You are importing a vehicle that is purchased new or obtained new in a foreign country (e.g. a manufacturer's foreign delivery program).
Before importing your vehicle, you must contact both the CBSA and Transport Canada at the telephone numbers listed in the section called "Additional information" to determine if the vehicle meets import requirements.
In addition to the duty and taxes paid to the CBSA at the time of importation, provincial or territorial taxes may also apply when you license your vehicle. For more information, contact a sales tax office in the province or territory where you will be registering the vehicle.
Most provinces and territories also have their own safety-inspection programs. For more details, check with the motor vehicle department of your province or territory.

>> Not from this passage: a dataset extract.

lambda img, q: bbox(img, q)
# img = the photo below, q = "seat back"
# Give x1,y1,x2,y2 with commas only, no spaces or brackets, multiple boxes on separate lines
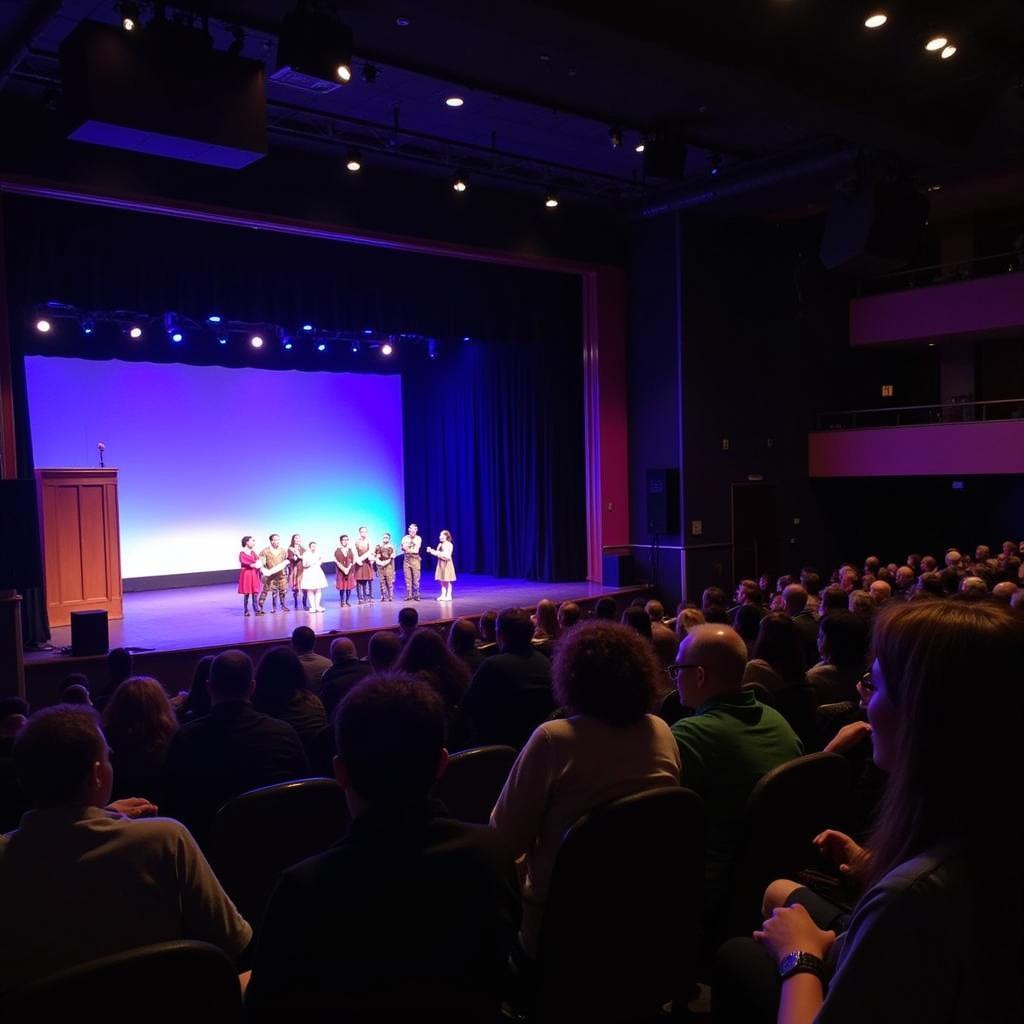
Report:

All vehicles must be clean and free of soil, related matter and organic material (soil) prior to arriving in Canada. This requirement applies to all used vehicles, regardless of origin.
Soil is a high-risk pathway for pests that can cause serious and irreparable harm to Canada's natural resources.
Vehicles found to be contaminated with soil will be refused entry and ordered removed from Canada under the authority of the Plant Protection Act and the Health of Animals Act.
Some countries, including the United States, have requirements that you must meet before you can export a vehicle. Check with the customs authority in the country from which you intend to export the vehicle.